Nakaura T,Uetani H,Yoshida N,Kobayashi N,Nagayama Y,Kidoh M,Kuroda JI,Mukasa A,Hirai T

Affiliations (3)

  • Department of Diagnostic Radiology, Graduate School of Medical Sciences, Kumamoto University, Kumamoto, Japan. [email protected].
  • Department of Diagnostic Radiology, Graduate School of Medical Sciences, Kumamoto University, Kumamoto, Japan.
  • Department of Neurosurgery, Graduate School of Medical Sciences, Kumamoto University, Kumamoto, Japan.

Abstract

Aimed to evaluate the potential of large language models (LLMs) in differentiating intra-axial primary brain tumors using structured magnetic resonance imaging (MRI) reports and compare their performance with radiologists. Structured reports of preoperative MRI findings from 137 surgically confirmed intra-axial primary brain tumors, including Glioblastoma (n = 77), Central Nervous System (CNS) Lymphoma (n = 22), Astrocytoma (n = 9), Oligodendroglioma (n = 9), and others (n = 20), were analyzed by multiple LLMs, including GPT-4, Claude-3-Opus, Claude-3-Sonnet, GPT-3.5, Llama-2-70B, Qwen1.5-72B, and Gemini-Pro-1.0. The models provided the top 5 differential diagnoses based on the preoperative MRI findings, and their top 1, 3, and 5 accuracies were compared with board-certified neuroradiologists' interpretations of the actual preoperative MRI images. Radiologists achieved top 1, 3, and 5 accuracies of 85.4%, 94.9%, and 94.9%, respectively. Among the LLMs, GPT-4 performed best with top 1, 3, and 5 accuracies of 65.7%, 84.7%, and 90.5%, respectively. Notably, GPT-4's top 3 accuracy of 84.7% approached the radiologists' top 1 accuracy of 85.4%. Other LLMs showed varying performance levels, with average accuracies ranging from 62.3% to 75.9%. LLMs demonstrated high accuracy for Glioblastoma but struggled with CNS Lymphoma and other less common tumors, particularly in top 1 accuracy.
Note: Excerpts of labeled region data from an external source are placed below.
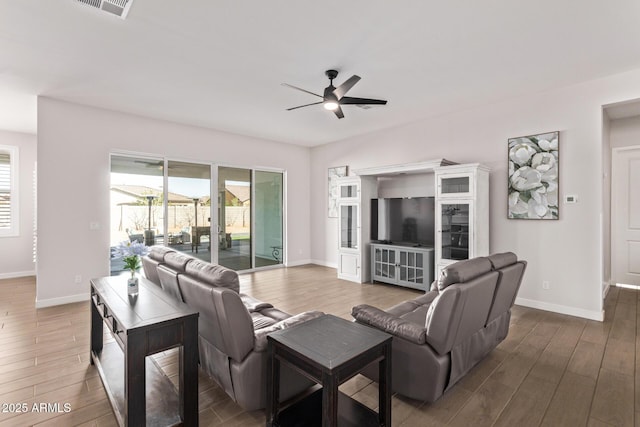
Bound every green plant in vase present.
[115,241,149,295]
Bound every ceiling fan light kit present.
[282,70,387,119]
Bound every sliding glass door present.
[166,160,211,261]
[110,155,164,274]
[110,154,286,274]
[218,166,253,270]
[253,170,284,267]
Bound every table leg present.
[89,301,103,365]
[322,373,338,427]
[378,342,391,427]
[178,318,198,426]
[124,336,147,427]
[266,340,280,427]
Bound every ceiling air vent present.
[76,0,133,19]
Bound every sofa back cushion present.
[487,252,518,270]
[211,287,255,362]
[438,257,492,291]
[164,252,195,273]
[487,261,527,324]
[425,270,499,355]
[148,246,175,262]
[185,259,240,293]
[142,246,174,286]
[157,264,184,302]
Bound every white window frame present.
[0,145,20,237]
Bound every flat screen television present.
[371,197,435,246]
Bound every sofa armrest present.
[253,311,324,351]
[351,304,427,344]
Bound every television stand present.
[371,243,434,291]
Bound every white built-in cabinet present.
[337,176,376,283]
[434,163,489,278]
[337,159,489,289]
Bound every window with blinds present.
[0,145,18,236]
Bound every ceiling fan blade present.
[282,83,322,98]
[287,101,324,111]
[339,96,387,105]
[333,74,360,99]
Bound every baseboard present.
[0,270,36,279]
[285,259,313,267]
[515,298,604,322]
[36,292,89,308]
[309,259,338,269]
[602,282,611,299]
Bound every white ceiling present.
[0,0,640,146]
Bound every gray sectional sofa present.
[352,252,526,402]
[142,246,324,411]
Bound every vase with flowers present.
[115,241,149,295]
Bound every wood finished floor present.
[0,266,640,427]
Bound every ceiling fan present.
[282,70,387,119]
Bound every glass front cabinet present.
[435,163,489,277]
[337,176,376,283]
[371,243,433,291]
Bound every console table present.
[266,315,392,427]
[91,275,198,427]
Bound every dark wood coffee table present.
[266,315,391,427]
[91,276,198,427]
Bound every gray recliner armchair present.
[352,252,526,402]
[180,281,324,411]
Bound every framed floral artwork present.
[327,166,347,218]
[507,131,560,219]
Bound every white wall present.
[609,116,640,148]
[311,70,640,319]
[37,97,311,306]
[0,131,36,279]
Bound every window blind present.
[0,151,11,229]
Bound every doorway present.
[611,146,640,286]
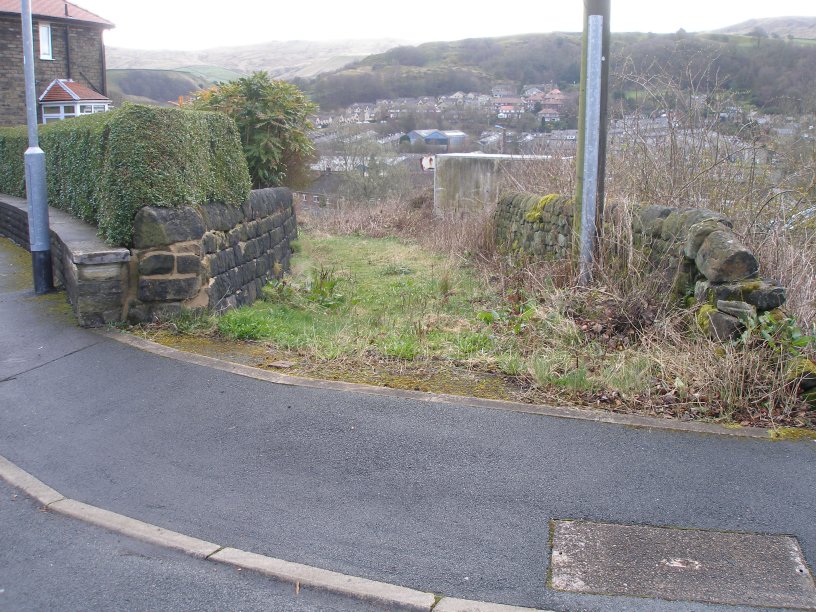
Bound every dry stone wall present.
[632,206,786,340]
[495,193,786,340]
[495,193,573,260]
[127,188,297,321]
[0,188,297,327]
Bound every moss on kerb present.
[770,427,816,441]
[524,193,567,223]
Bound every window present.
[42,102,110,123]
[40,23,54,59]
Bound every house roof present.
[0,0,114,28]
[39,79,111,102]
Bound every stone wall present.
[495,193,573,260]
[127,188,297,322]
[0,195,130,327]
[0,188,297,327]
[632,206,786,340]
[495,193,786,340]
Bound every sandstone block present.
[139,253,176,276]
[138,275,201,302]
[133,206,205,249]
[176,254,201,274]
[695,230,759,283]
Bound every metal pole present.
[572,0,611,282]
[21,0,54,294]
[579,15,603,284]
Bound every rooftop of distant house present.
[40,79,110,102]
[0,0,114,28]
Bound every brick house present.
[0,0,113,125]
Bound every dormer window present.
[39,79,113,123]
[40,23,54,59]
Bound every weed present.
[167,308,215,334]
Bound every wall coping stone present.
[0,194,130,265]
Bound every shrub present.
[193,72,317,188]
[0,104,250,246]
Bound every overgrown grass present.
[218,234,498,360]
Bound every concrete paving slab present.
[551,521,816,610]
[0,238,99,382]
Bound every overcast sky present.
[74,0,816,50]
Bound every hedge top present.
[0,103,250,246]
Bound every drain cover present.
[550,521,816,610]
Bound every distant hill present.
[105,39,401,79]
[716,17,816,39]
[301,31,816,112]
[108,69,212,106]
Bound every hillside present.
[300,32,816,112]
[716,17,816,39]
[105,39,400,79]
[108,70,212,106]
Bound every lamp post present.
[21,0,54,295]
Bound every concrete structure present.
[434,153,550,214]
[0,0,113,126]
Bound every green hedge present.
[0,104,250,246]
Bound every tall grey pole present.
[579,15,603,285]
[21,0,54,294]
[573,0,611,283]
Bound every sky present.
[72,0,816,50]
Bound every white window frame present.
[39,23,54,60]
[42,102,111,124]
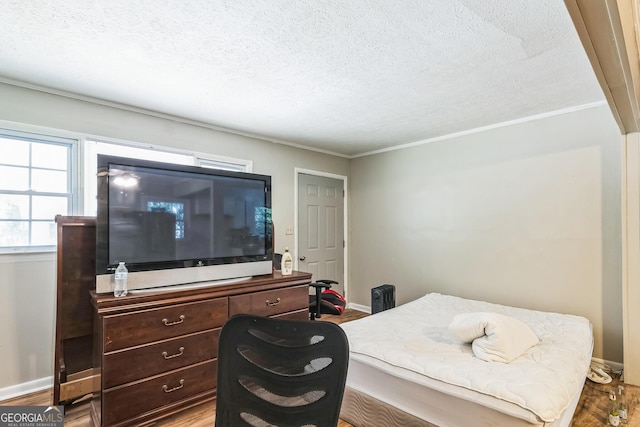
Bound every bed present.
[340,293,593,427]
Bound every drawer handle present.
[162,314,184,326]
[162,379,184,393]
[162,347,184,360]
[266,298,280,307]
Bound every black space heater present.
[371,284,396,314]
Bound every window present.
[147,201,184,239]
[0,129,76,252]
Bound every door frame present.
[293,168,349,301]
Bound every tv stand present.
[91,272,311,426]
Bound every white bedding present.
[341,294,593,422]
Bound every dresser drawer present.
[229,285,309,316]
[102,360,218,425]
[103,298,228,353]
[102,329,220,388]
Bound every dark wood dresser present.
[91,272,311,426]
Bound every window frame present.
[0,127,82,254]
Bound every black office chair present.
[309,279,347,320]
[215,314,349,427]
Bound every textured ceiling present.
[0,0,604,156]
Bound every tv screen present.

LLMs show promise as assistive tools for differentiating intra-axial primary brain tumors using structured MRI reports. However, a significant gap remains between their performance and that of board-certified neuroradiologists interpreting actual images. The choice of LLM and tumor type significantly influences the results. Question How do Large Language Models (LLM) perform when differentiating complex intra-axial primary brain tumors from structured MRI reports compared to radiologists interpreting images? Findings Radiologists outperformed all tested LLMs in diagnostic accuracy. The best model, GPT-4, showed promise but lagged considerably behind radiologists, particularly for less common tumors. Clinical relevance LLMs show potential as assistive tools for generating differential diagnoses from structured MRI reports, particularly for non-specialists, but they cannot currently replace the nuanced diagnostic expertise of a board-certified radiologist interpreting the primary image data.